A mineração, especialmente ouro, cobre e prata, e o sólido desempenho da agroindústria, com aumentos em produtos como café, cacau, frutas e carnes, lideraram o crescimento.
No setor industrial, apenas se destacaram as exportações de máquinas para processamento de dados, insumos médicos, veículos e plásticos.
“Em um contexto global desafiador, o desempenho recente das exportações da América Latina e do Caribe foi marcado por uma notável resiliência”, afirmou Paolo Giordano, economista-chefe do Setor de Produtividade, Comércio e Inovação do BID e coordenador do relatório.
A dinamização da região se acelerou na segunda metade do ano, “em linha com o comércio mundial”, destacou o documento.
Isso contrasta com as previsões sombrias de instituições internacionais e especialistas quando o presidente americano Donald Trump anunciou um pacote de tarifas sem precedentes no início de seu segundo mandato.
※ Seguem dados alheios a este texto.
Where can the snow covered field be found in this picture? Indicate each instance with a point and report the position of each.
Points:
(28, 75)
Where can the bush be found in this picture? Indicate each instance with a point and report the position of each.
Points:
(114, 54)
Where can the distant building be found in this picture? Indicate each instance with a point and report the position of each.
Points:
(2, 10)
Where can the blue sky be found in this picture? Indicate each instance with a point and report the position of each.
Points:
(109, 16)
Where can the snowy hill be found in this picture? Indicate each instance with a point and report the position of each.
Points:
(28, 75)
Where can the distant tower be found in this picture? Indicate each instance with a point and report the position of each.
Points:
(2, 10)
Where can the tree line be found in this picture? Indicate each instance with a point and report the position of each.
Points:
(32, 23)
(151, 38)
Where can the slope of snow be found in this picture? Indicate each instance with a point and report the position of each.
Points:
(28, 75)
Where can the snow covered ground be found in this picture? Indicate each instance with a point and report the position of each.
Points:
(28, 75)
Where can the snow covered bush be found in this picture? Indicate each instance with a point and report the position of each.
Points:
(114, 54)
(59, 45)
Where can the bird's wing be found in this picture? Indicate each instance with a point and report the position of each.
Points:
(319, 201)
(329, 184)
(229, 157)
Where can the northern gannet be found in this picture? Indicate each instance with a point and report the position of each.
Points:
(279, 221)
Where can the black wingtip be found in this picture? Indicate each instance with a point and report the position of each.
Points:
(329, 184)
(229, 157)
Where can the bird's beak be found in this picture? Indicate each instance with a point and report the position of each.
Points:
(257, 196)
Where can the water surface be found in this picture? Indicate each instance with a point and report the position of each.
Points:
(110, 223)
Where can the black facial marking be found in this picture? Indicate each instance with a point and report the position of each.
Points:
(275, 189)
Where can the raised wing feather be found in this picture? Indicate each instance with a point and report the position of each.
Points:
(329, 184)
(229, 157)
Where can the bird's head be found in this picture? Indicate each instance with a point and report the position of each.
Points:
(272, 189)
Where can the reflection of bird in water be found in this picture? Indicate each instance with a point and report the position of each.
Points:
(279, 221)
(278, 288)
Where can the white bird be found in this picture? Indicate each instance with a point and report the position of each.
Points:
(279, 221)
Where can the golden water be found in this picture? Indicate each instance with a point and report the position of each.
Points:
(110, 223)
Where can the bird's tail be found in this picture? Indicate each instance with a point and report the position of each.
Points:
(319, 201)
Boa parte dessas tarifas entrou em vigor em 2025, especialmente sobre automóveis e autopeças.
Ao mesmo tempo, os Estados Unidos iniciaram uma série de negociações aceleradas com parceiros comerciais.
Em novembro, anunciaram acordos com Argentina, Equador, El Salvador e Guatemala para reduzir o preço de produtos como bananas e café.
O preço do café subiu 49,9% entre janeiro e novembro de 2025, destaca o relatório do BID.
O petróleo, por sua vez, caiu 14,3% no mesmo período, a soja recuou 6,7% e o açúcar, 17,4%.
Peru e Argentina se destacaram como os países com maiores altas nas exportações, de 12,2% e 8,4%, respectivamente.
Em seguida vieram Chile (4,4%), Uruguai (4,3%) e Brasil (4,1%).
As importações da região cresceram 6,1% em 2025, ante 3,2% em 2024.